Several homes in my neighborhood have sold recently, each more expensive than the last. The priciest was a lovely home that drew $1.65 million at the peak of this spring’s market.
Takoma Park is a great place to live. It’s also the only jurisdiction in the region that has rent control.
As a result, one building here sold cheap: a 12-unit multifamily building at went under contract in late July for $1,280,000. That’s just $130 per square foot, less than a third as much as the dilapidated (although heroically marketed) house next door.
Outside the City of Takoma Park, inferior multifamily real estate commands higher prices. On the unincorporated side of Flower Ave – where commutes are longer, perceived crime risk is higher, and students are assigned to less desirable schools – two small, unrenovated multifamily buildings sold this year for $258 and $191 per square foot, respectively.
Now, it’s of course possible that the cheap 12-unit building is so cheap due to major maintenance issues or higher taxes.

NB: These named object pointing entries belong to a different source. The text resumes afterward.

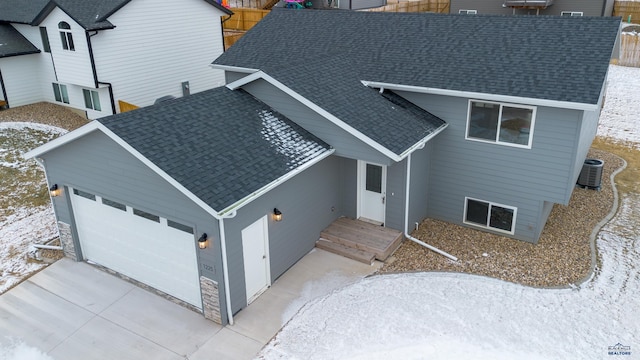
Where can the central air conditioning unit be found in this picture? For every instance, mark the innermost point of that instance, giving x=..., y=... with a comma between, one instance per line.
x=591, y=174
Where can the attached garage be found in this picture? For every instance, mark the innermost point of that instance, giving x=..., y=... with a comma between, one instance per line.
x=151, y=249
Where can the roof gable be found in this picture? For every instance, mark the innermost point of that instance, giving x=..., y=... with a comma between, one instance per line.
x=12, y=43
x=543, y=57
x=90, y=14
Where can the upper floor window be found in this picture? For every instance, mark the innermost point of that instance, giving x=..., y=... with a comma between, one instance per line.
x=91, y=99
x=499, y=123
x=45, y=39
x=66, y=36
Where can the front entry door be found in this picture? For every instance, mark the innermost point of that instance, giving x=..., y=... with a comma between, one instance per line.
x=255, y=248
x=372, y=191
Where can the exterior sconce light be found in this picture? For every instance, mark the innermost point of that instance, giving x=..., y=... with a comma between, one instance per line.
x=54, y=190
x=203, y=241
x=277, y=215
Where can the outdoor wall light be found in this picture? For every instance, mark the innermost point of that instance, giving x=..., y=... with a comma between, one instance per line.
x=54, y=190
x=203, y=241
x=277, y=215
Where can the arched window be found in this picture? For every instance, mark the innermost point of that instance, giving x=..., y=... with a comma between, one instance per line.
x=65, y=36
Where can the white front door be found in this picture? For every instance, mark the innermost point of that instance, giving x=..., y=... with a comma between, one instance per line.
x=255, y=248
x=372, y=191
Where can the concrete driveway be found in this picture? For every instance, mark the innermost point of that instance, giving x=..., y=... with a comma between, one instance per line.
x=73, y=310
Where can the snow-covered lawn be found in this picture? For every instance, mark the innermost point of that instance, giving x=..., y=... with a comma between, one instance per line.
x=26, y=215
x=460, y=316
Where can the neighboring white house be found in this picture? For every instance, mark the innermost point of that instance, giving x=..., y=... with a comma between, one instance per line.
x=92, y=54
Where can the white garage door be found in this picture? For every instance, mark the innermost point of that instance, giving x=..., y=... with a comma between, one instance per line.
x=143, y=246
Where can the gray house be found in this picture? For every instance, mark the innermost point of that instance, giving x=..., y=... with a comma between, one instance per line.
x=211, y=197
x=533, y=7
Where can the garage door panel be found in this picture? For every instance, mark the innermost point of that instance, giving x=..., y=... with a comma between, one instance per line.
x=146, y=250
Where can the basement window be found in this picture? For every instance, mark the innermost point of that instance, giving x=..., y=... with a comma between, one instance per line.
x=490, y=215
x=179, y=226
x=60, y=93
x=84, y=194
x=500, y=123
x=146, y=215
x=66, y=37
x=91, y=99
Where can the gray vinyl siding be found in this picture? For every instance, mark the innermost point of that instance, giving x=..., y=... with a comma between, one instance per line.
x=522, y=178
x=309, y=202
x=344, y=143
x=588, y=7
x=96, y=164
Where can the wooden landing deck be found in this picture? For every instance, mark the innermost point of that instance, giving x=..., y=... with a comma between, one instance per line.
x=359, y=240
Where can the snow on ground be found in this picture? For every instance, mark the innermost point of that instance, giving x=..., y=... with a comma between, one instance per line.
x=460, y=316
x=620, y=117
x=22, y=226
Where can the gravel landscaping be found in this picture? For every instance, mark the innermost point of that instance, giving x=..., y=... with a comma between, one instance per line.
x=561, y=257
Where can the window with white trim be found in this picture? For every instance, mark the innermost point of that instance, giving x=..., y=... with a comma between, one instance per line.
x=66, y=36
x=60, y=93
x=500, y=123
x=91, y=99
x=571, y=13
x=490, y=215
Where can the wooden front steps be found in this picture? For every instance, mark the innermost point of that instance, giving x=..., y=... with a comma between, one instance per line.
x=359, y=240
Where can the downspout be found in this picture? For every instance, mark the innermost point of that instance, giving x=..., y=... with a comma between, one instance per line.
x=95, y=72
x=224, y=46
x=406, y=216
x=225, y=266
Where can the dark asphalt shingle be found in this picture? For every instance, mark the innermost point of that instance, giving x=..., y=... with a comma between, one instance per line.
x=12, y=43
x=324, y=56
x=221, y=145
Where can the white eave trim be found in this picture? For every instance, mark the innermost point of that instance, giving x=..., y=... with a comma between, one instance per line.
x=96, y=125
x=232, y=209
x=322, y=112
x=233, y=68
x=483, y=96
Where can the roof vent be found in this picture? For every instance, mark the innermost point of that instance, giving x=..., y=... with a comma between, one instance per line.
x=591, y=174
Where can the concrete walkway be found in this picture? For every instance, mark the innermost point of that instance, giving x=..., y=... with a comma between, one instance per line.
x=72, y=310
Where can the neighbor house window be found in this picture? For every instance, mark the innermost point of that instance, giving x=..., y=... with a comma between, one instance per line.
x=65, y=36
x=571, y=13
x=490, y=215
x=91, y=99
x=60, y=93
x=45, y=39
x=501, y=123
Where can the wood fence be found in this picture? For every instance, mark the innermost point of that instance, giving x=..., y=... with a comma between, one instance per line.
x=629, y=49
x=244, y=19
x=125, y=106
x=437, y=6
x=629, y=10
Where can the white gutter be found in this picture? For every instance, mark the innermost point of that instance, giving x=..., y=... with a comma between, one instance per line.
x=225, y=267
x=406, y=217
x=484, y=96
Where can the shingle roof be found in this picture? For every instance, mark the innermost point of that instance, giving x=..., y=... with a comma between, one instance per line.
x=21, y=11
x=90, y=14
x=325, y=54
x=222, y=145
x=12, y=43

But it’s no surprise to find that decades of strict rent control would massively depress multifamily building values.
The upshot is that there’s an investment opportunity here. For just $1.3 million, you can buy this 25,000 square foot lot, scrape it, split it into three lots, and build a McMansion on each. If the Big Macs cost half a million to build and sell for $1.25 million each – we’re being conservative here – you’re looking at a clean million dollars in profit.
As far as I know, no-one has done that with a Takoma Park rental building. But plenty have been converted to condos (“very cool, hip, and chic”, fellow kids). And no one has built new multifamily within the city limits since rent control was instituted in 1980. Rent control is how affluent people outbid their working class neighbors for valuable urban land.